Connor has no GPS to find Akbar, the Spice-Seller, whom she has to trick into revealing critical information about a planned murder, without tipping him off that she’s really not who she pretends to be.  She rides her horse through the town to find his tent, putting herself in harm’s way, with no cell phone to use in case she needs to call 911.

What advice do you have for authors to improve their writing?
I enjoy reading your blog for its advice component, so I’m happy to chime in, here.  For me, the most important is Ellen Kozak’s first commandment for writers, “Thou Shalt Not Fall In Love With Thine Own Words.”  Oh, my, goodness, I can’t even count the number of times I’ve fallen prey to that feeling – “Wow!  What golden words I’ve just written!” 

Seriously, I should know better, but, I don’t, and it’s always a battle to put a manuscript away for a while and let it sit in the darkness, whimpering, all alone.  When I take it out again, I blush, and I’m so glad no one is looking over my shoulder, smirking and snorting at those words! 

Another piece of advice is to find a critique partner who understands your vision but also doesn’t hesitate to try and take you to the next level in a respectful way.
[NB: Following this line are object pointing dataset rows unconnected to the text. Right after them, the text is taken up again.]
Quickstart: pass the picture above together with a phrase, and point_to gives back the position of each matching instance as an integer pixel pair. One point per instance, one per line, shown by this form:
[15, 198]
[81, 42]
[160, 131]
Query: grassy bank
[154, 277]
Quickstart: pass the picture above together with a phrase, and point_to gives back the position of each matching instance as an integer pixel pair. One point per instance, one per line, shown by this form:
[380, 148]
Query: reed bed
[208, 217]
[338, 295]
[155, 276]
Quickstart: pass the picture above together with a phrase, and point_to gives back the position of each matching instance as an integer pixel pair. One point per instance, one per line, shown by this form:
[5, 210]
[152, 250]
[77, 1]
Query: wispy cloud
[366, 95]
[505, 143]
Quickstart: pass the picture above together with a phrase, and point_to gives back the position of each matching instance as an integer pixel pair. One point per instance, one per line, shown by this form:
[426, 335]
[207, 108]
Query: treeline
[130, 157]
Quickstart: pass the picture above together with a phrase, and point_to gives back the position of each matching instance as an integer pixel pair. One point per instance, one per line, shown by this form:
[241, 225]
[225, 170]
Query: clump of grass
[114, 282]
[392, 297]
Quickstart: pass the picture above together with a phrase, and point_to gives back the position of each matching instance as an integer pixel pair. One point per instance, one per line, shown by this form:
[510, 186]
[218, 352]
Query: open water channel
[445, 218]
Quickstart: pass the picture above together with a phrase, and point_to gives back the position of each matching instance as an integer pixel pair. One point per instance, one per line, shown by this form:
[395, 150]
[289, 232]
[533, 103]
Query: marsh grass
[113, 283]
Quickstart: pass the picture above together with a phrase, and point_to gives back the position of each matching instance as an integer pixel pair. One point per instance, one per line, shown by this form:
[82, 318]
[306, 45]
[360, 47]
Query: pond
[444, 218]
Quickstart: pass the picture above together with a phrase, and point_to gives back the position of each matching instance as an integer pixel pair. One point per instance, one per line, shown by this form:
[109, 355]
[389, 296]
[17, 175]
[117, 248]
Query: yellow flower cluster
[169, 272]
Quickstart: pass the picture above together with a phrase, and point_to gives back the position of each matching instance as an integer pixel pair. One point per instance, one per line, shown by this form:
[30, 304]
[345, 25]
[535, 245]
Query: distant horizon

My critique partner, Minnesotan and children’s author Bonnie Graves, is wonderful; she helps me by asking incisive questions about each part of my manuscript, giving me encouragement to try new ideas, and validating what is working.  Above all, just as you say in your blog, read, study, research, write, revise, submit, submit, submit!

What do you think writers should expect to learn from their critique groups?
I’m probably not a good person to answer this question, since I’ve never had a critique group (blush!), only a critique partner.  When I taught English, there were many great resources to use in setting up feedback groups for the kids, and those were very helpful, setting ground rules and methods for responding to each other’s writing.  From those experiences and from my own critique partner experiences, I’m thinking that writers should expect to find out that others don’t read their writing the same way they do. 

It’s so hard to translate the words in our heads on to the page so that others see the same pictures we see.  That’s what I used to tell my students, in any event, and it is so true for myself, as well.  We’re so sure we’ve been clear in what we’re writing that it’s a bit of a shock to discover that others don’t read it in the same way.  That factor is key; we writers need to accept that what we write isn’t always perceived by others in the way we want them to perceive it!  That’s what I think writers could expect to find out in critique groups, and, hopefully, they can use that feedback in revision for clarity – so they can improve -- and not leave their manuscripts on their hard drives, never to see the light of day, as so many of mine still are. J  Writing is indeed a process!

Thanks, again for stopping by and giving us your insights on writing.
Thanks so much, Chris, for the welcome to your blog, and congratulations on your inclusion in those great anthologies shown here on your website.  They sound wonderful!

Hope you enjoyed this interview and you might consider buying a book or two for Christmas gift.  If you'd like to learn more about her writing go to or Twitter at @ipapaverison.


  1. Chris, thanks again so much for hosting me on your great blog!

  2. Great interview Margo. Love the covers


  3. Nancy, thank you for stopping by -- and thank you for all your editorial fine-handed help with this manuscript! Aloha!

  4. All the best on your latest book -- looks like a winner!